Security Engineer - Splunk

Job Requisition ID: 36339 

• Analyze, Visualize, Protect – Elevate Cybersecurity with Splunk
• Unlock the Power of Data – Join Us as a Security Splunk Engineer
• CulturalFlex to observe your cultural and religious days of significance

About the role

We are looking for an experienced and highly skilled Senior Splunk Engineer to join our Security Operations Centre (SOC) at the managerial level. This role is pivotal in enhancing our security monitoring and incident response capabilities through the effective use of Splunk. The ideal candidate will have extensive experience in cybersecurity and a deep understanding of Splunk’s ecosystem, including its integration with other security tools. You will be working as part of a wider engineering team that manages multiple security tools across client environments.

About the team

A Splunk Engineer will be a part of the SOC team and will play a key role in utilizing the Splunk platform to manage, analyze, and optimize security data for enhanced visibility and defense. Here’s an overview of their main responsibilities:

Key Responsibilities

• Splunk Management: Oversee the design, implementation, and maintenance of Splunk infrastructure.
• Security Monitoring: Develop and optimise Splunk searches, alerts, and dashboards to enhance security monitoring.
• Incident Response: Collaborate with SOC analysts to investigate and respond to security incidents using Splunk.
• Data Integration: Integrate various data sources into Splunk to provide comprehensive security visibility.
• Performance Tuning: Ensure the performance and scalability of Splunk deployments.
• Team Leadership: Mentor and guide junior engineers and analysts within the SOC.
• Stakeholder Collaboration: Work closely with other teams and stakeholders to understand their needs and deliver effective Splunk solutions.
• Reporting and Documentation: Maintain detailed documentation and reporting on all Splunk-related activities.

Required Skills

1. Extensive Splunk Experience: Proven experience with Splunk Enterprise, including architecture, deployment, and administration.
2. Security Knowledge: Deep understanding of cybersecurity principles, threat detection, and incident response. Knowledge of frameworks such as MITRE.
3. Search Processing Language (SPL): Proficient in writing complex SPL queries, reports, and dashboards.
4. Data Onboarding: Experience with data onboarding, normalisation, and parsing within Splunk.
5. Problem-Solving Skills: Strong analytical and problem-solving abilities.
6. Performance Optimisation: Experience in tuning and optimising Splunk performance.
7. Communication Skills: Excellent verbal and written communication skills for interacting with technical and non-technical stakeholders.
8. Project Management: Ability to manage multiple projects concurrently with a high level of organisation.
9. Team Collaboration: Proven ability to work effectively in a team and lead initiatives.

Desirable Skills

• Certifications: Relevant certifications such as Splunk Certified Architect, CISSP, or CEH.
• SOAR Integration: Familiarity with integrating Splunk with SOAR platforms (e.g., Phantom, Palo Alto XSOAR).
• Cloud Environments: Experience with deploying and managing Splunk in cloud environments (e.g., AWS, Azure).
• Machine Learning: Understanding of machine learning techniques and their application in security analytics.
• Scripting Skills: Proficiency in scripting languages (e.g., Python, PowerShell, Shell) for automation tasks.

Qualifications

• Education: Bachelor’s degree in Computer Science, Information Technology, or a related field. Advanced degrees are a plus.
• Experience: Minimum 5-7 years of relevant experience in Splunk, with at least 2 years focused on security.

Why Deloitte 

At Deloitte, we focus our energy on interesting and impactful work. We’re always learning, innovating and setting the standard; making a positive difference to our clients and our society. We put coaching at the heart of what we do, helping our people grow their careers in any direction – whether it be up, moving into something new, or even moving across the world.  

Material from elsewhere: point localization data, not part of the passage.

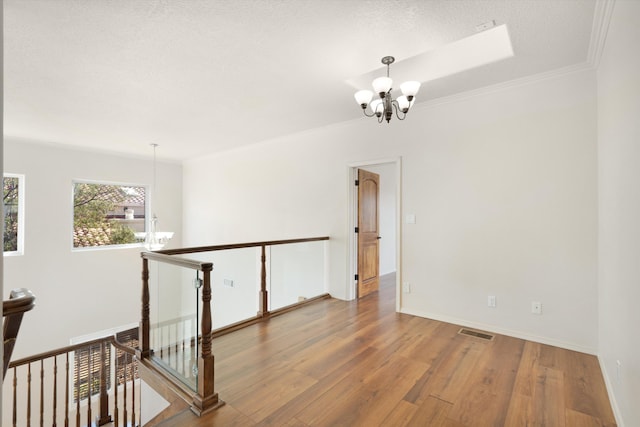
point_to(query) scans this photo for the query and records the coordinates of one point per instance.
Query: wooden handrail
(180, 262)
(70, 348)
(205, 399)
(21, 300)
(238, 246)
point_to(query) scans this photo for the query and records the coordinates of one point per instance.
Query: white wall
(619, 209)
(503, 186)
(387, 214)
(78, 292)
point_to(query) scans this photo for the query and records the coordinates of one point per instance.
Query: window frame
(147, 210)
(21, 214)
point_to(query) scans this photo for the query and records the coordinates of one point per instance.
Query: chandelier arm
(396, 108)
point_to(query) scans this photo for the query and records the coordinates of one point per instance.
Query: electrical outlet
(536, 307)
(491, 301)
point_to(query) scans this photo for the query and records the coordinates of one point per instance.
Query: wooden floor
(337, 363)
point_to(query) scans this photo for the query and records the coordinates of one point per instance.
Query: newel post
(207, 398)
(263, 309)
(143, 333)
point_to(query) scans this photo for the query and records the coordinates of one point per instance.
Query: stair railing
(90, 383)
(198, 390)
(21, 300)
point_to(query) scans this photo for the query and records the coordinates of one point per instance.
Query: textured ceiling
(197, 76)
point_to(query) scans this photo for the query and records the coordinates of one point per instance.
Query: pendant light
(385, 105)
(154, 239)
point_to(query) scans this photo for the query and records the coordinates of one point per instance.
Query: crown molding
(599, 30)
(510, 84)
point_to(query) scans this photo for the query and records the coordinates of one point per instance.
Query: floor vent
(477, 334)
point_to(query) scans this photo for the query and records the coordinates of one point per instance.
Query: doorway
(388, 253)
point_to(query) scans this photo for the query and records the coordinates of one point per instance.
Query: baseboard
(612, 397)
(502, 331)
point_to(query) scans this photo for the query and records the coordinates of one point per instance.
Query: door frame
(353, 222)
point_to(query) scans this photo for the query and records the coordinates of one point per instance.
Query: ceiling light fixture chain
(154, 239)
(384, 107)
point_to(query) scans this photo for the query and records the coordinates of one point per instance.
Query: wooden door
(368, 229)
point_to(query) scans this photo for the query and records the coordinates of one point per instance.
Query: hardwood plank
(401, 415)
(359, 363)
(525, 378)
(585, 389)
(489, 386)
(432, 412)
(548, 398)
(578, 419)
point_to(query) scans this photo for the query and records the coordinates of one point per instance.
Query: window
(108, 214)
(13, 200)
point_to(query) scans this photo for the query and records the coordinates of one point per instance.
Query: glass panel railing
(191, 295)
(297, 272)
(174, 324)
(235, 282)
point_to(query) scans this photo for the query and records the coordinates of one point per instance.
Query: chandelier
(384, 107)
(154, 239)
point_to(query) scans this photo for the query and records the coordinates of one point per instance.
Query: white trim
(612, 397)
(599, 30)
(501, 331)
(352, 212)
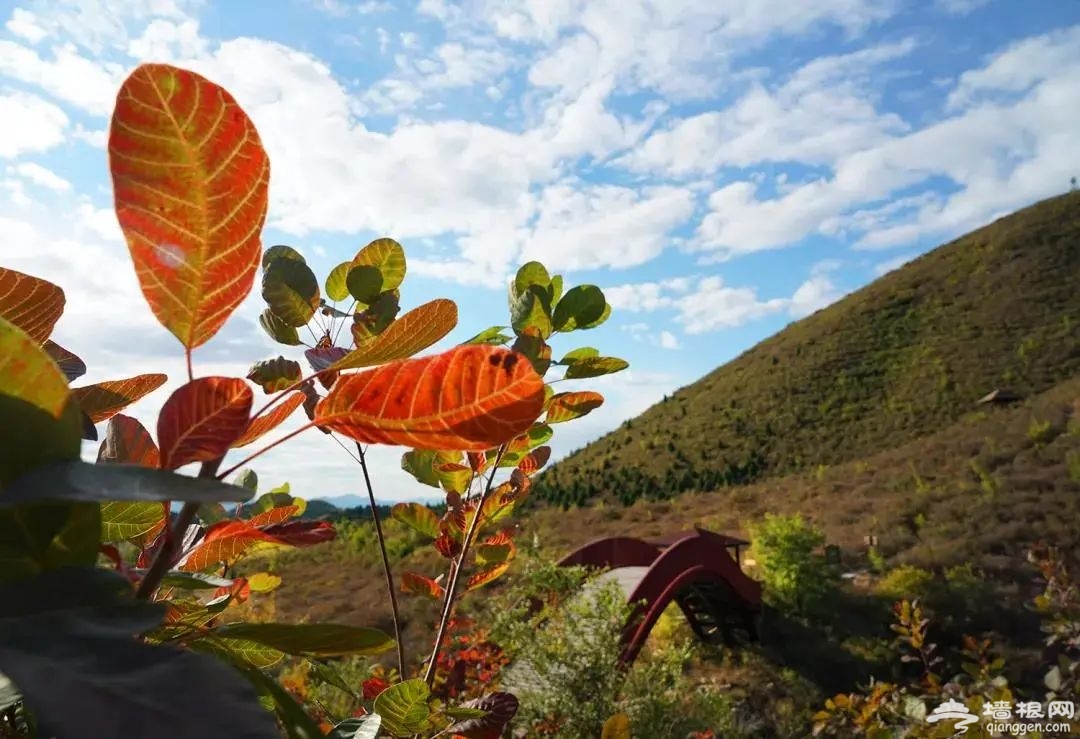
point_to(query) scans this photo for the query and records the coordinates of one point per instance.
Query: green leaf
(291, 290)
(594, 366)
(66, 640)
(361, 727)
(41, 420)
(491, 336)
(337, 289)
(404, 708)
(131, 521)
(417, 516)
(100, 483)
(582, 306)
(386, 255)
(44, 536)
(311, 640)
(279, 330)
(275, 375)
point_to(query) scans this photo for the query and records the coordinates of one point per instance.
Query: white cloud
(31, 124)
(41, 176)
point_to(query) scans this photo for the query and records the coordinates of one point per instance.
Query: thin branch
(451, 588)
(386, 563)
(173, 538)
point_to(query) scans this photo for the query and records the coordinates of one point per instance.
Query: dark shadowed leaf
(291, 291)
(98, 483)
(404, 708)
(69, 364)
(311, 640)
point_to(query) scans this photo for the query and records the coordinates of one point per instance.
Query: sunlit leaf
(69, 364)
(337, 287)
(569, 405)
(469, 398)
(291, 290)
(30, 304)
(594, 366)
(581, 307)
(41, 420)
(412, 333)
(310, 640)
(132, 521)
(104, 400)
(190, 182)
(279, 330)
(486, 576)
(282, 252)
(419, 585)
(274, 375)
(404, 708)
(270, 420)
(417, 516)
(202, 418)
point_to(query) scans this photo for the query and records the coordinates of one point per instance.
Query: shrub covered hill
(904, 357)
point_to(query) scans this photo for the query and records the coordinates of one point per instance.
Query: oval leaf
(31, 304)
(190, 179)
(467, 399)
(127, 442)
(104, 400)
(291, 290)
(275, 375)
(311, 640)
(202, 419)
(412, 333)
(417, 516)
(404, 707)
(269, 421)
(569, 405)
(41, 421)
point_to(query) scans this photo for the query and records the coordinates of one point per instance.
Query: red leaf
(302, 533)
(259, 427)
(202, 419)
(421, 586)
(190, 179)
(127, 442)
(224, 542)
(30, 304)
(470, 398)
(104, 400)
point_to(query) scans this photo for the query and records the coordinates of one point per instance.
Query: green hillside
(904, 357)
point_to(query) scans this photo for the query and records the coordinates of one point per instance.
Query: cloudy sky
(719, 168)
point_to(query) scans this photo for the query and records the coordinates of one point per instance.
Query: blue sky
(718, 168)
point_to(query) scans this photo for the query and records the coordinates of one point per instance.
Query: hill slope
(903, 357)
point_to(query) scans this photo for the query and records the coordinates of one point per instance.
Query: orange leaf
(569, 405)
(467, 399)
(265, 424)
(421, 586)
(190, 179)
(127, 442)
(202, 418)
(30, 304)
(104, 400)
(224, 542)
(412, 333)
(486, 575)
(535, 459)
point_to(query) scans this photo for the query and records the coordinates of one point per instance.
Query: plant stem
(173, 537)
(451, 588)
(386, 563)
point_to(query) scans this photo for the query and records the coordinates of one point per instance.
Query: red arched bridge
(700, 570)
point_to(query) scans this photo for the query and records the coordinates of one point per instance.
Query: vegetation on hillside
(902, 358)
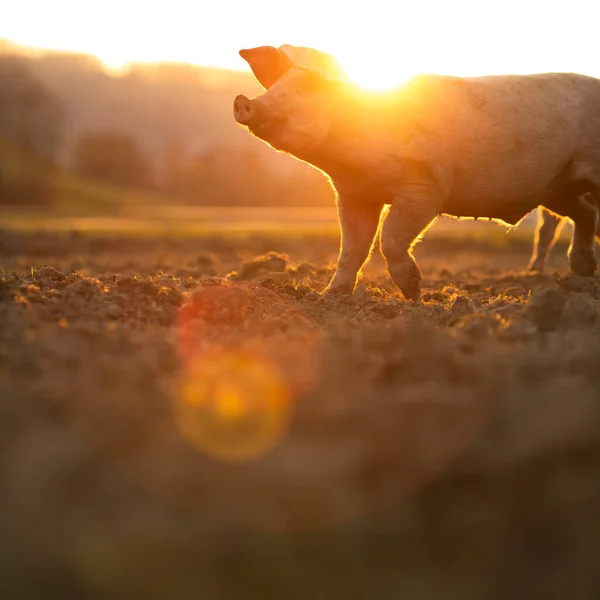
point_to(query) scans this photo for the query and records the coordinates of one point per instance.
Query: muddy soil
(187, 418)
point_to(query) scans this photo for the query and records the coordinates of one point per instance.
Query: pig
(547, 232)
(492, 147)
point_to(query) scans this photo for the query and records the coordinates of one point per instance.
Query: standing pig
(548, 230)
(492, 147)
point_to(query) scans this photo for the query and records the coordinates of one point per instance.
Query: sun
(372, 75)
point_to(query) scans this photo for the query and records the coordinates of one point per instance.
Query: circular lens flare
(233, 406)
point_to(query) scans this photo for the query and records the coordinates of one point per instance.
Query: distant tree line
(31, 125)
(35, 121)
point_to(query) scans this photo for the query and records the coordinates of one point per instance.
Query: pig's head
(304, 91)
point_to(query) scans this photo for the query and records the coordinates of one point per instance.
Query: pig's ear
(267, 63)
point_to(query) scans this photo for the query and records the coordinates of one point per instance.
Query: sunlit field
(183, 413)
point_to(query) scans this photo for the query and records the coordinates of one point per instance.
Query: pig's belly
(508, 209)
(507, 196)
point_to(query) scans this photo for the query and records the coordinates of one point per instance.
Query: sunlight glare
(373, 75)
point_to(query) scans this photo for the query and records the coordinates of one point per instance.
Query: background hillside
(164, 129)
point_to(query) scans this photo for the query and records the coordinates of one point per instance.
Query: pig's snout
(243, 110)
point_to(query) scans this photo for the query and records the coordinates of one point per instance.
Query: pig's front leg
(547, 231)
(410, 215)
(359, 219)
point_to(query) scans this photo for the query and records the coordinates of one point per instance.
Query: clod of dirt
(574, 283)
(267, 263)
(461, 306)
(546, 307)
(581, 309)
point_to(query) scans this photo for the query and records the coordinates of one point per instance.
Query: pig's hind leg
(359, 220)
(584, 213)
(546, 234)
(406, 221)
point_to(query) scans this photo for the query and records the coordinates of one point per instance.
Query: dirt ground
(187, 418)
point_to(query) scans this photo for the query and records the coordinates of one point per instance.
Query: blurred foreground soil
(443, 450)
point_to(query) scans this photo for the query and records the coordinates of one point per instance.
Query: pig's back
(507, 137)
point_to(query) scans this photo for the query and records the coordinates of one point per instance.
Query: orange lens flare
(233, 406)
(249, 354)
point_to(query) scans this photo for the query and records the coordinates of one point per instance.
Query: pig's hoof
(536, 266)
(583, 263)
(412, 291)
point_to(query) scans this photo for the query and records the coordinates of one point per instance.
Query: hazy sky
(379, 42)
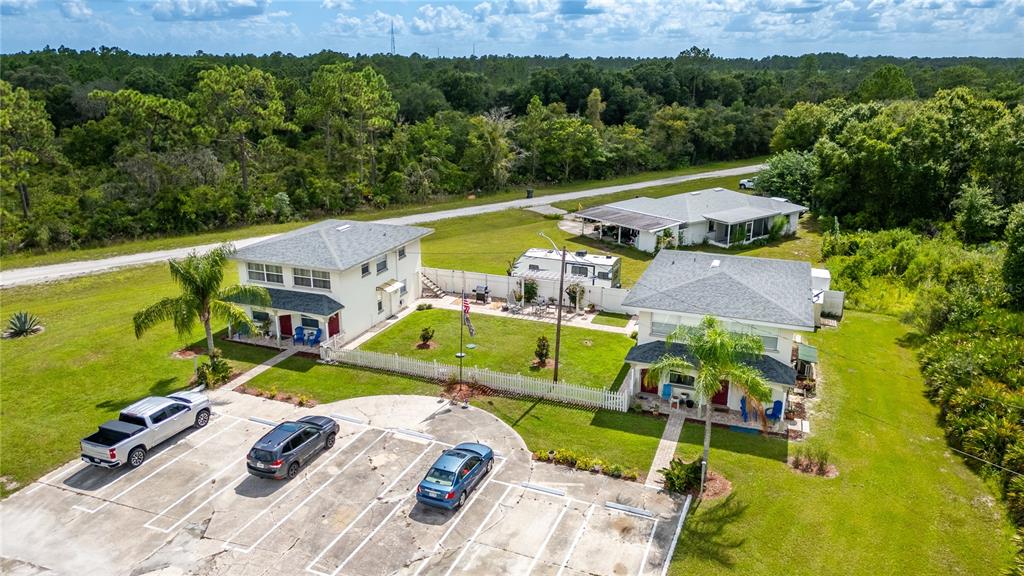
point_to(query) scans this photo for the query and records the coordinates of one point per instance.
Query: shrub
(23, 324)
(681, 477)
(543, 351)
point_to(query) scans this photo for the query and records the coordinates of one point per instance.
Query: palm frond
(666, 365)
(177, 310)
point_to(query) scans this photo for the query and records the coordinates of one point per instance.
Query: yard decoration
(23, 324)
(543, 351)
(200, 278)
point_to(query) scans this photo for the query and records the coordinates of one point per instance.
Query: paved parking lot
(193, 508)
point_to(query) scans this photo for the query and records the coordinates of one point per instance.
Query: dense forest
(103, 145)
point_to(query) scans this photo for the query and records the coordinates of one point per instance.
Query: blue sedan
(455, 474)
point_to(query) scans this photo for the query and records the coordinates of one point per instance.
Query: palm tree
(720, 356)
(200, 277)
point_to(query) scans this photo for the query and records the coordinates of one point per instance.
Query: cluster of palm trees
(720, 358)
(203, 297)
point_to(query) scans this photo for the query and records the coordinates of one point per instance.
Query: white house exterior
(717, 215)
(767, 297)
(340, 276)
(591, 270)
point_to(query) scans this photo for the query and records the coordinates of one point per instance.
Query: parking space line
(476, 534)
(154, 472)
(675, 537)
(576, 540)
(646, 549)
(551, 532)
(310, 496)
(462, 515)
(199, 486)
(379, 526)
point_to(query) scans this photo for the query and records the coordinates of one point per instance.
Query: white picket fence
(515, 384)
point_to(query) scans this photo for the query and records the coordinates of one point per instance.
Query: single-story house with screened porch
(716, 215)
(334, 278)
(766, 297)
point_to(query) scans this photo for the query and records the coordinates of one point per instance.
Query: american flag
(465, 316)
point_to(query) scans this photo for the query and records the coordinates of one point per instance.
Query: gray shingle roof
(739, 287)
(773, 370)
(692, 206)
(331, 244)
(307, 302)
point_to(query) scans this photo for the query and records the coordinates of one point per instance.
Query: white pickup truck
(143, 425)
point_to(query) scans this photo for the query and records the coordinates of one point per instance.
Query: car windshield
(437, 476)
(262, 455)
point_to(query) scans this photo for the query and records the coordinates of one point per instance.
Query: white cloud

 We embrace diversity, equity and inclusion. We have a diverse collection of people from different backgrounds, with different experiences, gender identities, abilities and thinking styles. What binds us together is a shared commitment to value everyone’s perspective and to cultivate inclusion; so that our work environment is a safe space we can all belong.   

We prioritise flexibility and choice. At Deloitte, you get trust on Day 1. We know our people get their best work done when they’re in control of where and how they work, designing their work week around their client, team, and personal commitments.

 We help you live and work well. To support your personal and professional life, we offer a range of perks and benefits, including retail discounts, wellbeing leave, paid volunteering days, twelve flexible working options, market-leading parental leave and return to work support package. 

Next Steps

Sound like the sort of role for you? Apply now, we’d love to hear from you!

By applying for this job, you’ll be assessed against the Deloitte Talent Standards. We’ve designed these standards so that you can grow in your career, and we can provide our clients with a consistent and exceptional Deloitte employee experience globally. The preferred candidate will be subject to background screening by Deloitte or by their external third-party provider.